Опять воцарилась гнетущая тишина, тягостнее прежней.
Незнакомец собрался было уходить, как его кто-то спросил:
- И всё-таки скажите: кто вы?
Не сказав ни слова, тайный посетитель удалился, обронив на стол записку.
- Что в ней? - опять спросил кто-то. - Анна Андреевна, прочтите.

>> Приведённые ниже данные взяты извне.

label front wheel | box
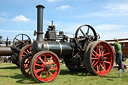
[30,51,60,82]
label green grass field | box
[0,63,128,85]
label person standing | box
[114,40,125,72]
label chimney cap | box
[36,5,45,8]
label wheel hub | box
[100,56,104,61]
[45,64,51,70]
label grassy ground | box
[0,63,128,85]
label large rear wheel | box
[84,41,114,76]
[20,53,32,77]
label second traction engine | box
[21,5,114,82]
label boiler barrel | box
[0,46,13,56]
[44,42,74,57]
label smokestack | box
[36,5,45,41]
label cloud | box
[47,0,63,3]
[12,15,30,22]
[104,3,128,11]
[1,12,8,17]
[0,17,4,21]
[95,24,124,30]
[77,3,128,18]
[99,32,128,40]
[0,30,33,33]
[57,5,71,10]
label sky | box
[0,0,128,40]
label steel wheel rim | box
[91,42,114,75]
[33,53,60,82]
[20,45,32,60]
[22,56,32,77]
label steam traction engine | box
[0,34,31,67]
[21,5,114,82]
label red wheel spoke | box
[40,71,43,77]
[27,50,30,53]
[80,28,85,36]
[22,55,25,57]
[96,45,99,53]
[104,61,111,64]
[22,34,23,41]
[103,52,110,56]
[103,62,106,70]
[48,71,53,76]
[97,65,99,71]
[35,63,41,67]
[101,51,104,56]
[39,57,46,64]
[51,67,57,70]
[46,71,48,79]
[24,66,30,69]
[28,68,30,73]
[36,68,44,73]
[98,63,101,71]
[93,61,98,67]
[16,43,21,47]
[44,56,47,62]
[29,47,31,52]
[92,60,95,65]
[104,57,108,59]
[91,58,98,60]
[93,50,98,55]
[92,53,97,57]
[99,48,101,54]
[48,57,52,63]
[100,65,106,72]
[49,62,55,65]
[15,38,21,42]
[24,51,28,54]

Ахматова, сидевшая к записке ближе всех, вышла на середину залы и стала читать:
И странный спутник был мне послан адом,
Гость из невероятной пустоты,
Казалось, под его недвижным взглядом
Замолкли птицы, умерли цветы.
В нём смерть жила какой-то жизнью чёрной,
Безумие и мудрость были в нём,
И на руке печатию тлетворной
Греховный перстень ослеплял огнём.
- Но чьи это стихи? - раздались голоса.
- Под ними стоит моя подпись... - с недоумением ответила Ахматова.
- А год?
- Тысяча девятьсот шестьдесят шестой.
Опять воцарилось тяжкое молчание.
- И всё же, - произнес с усилием кто-то, - для кого здесь стоял двенадцатый стул?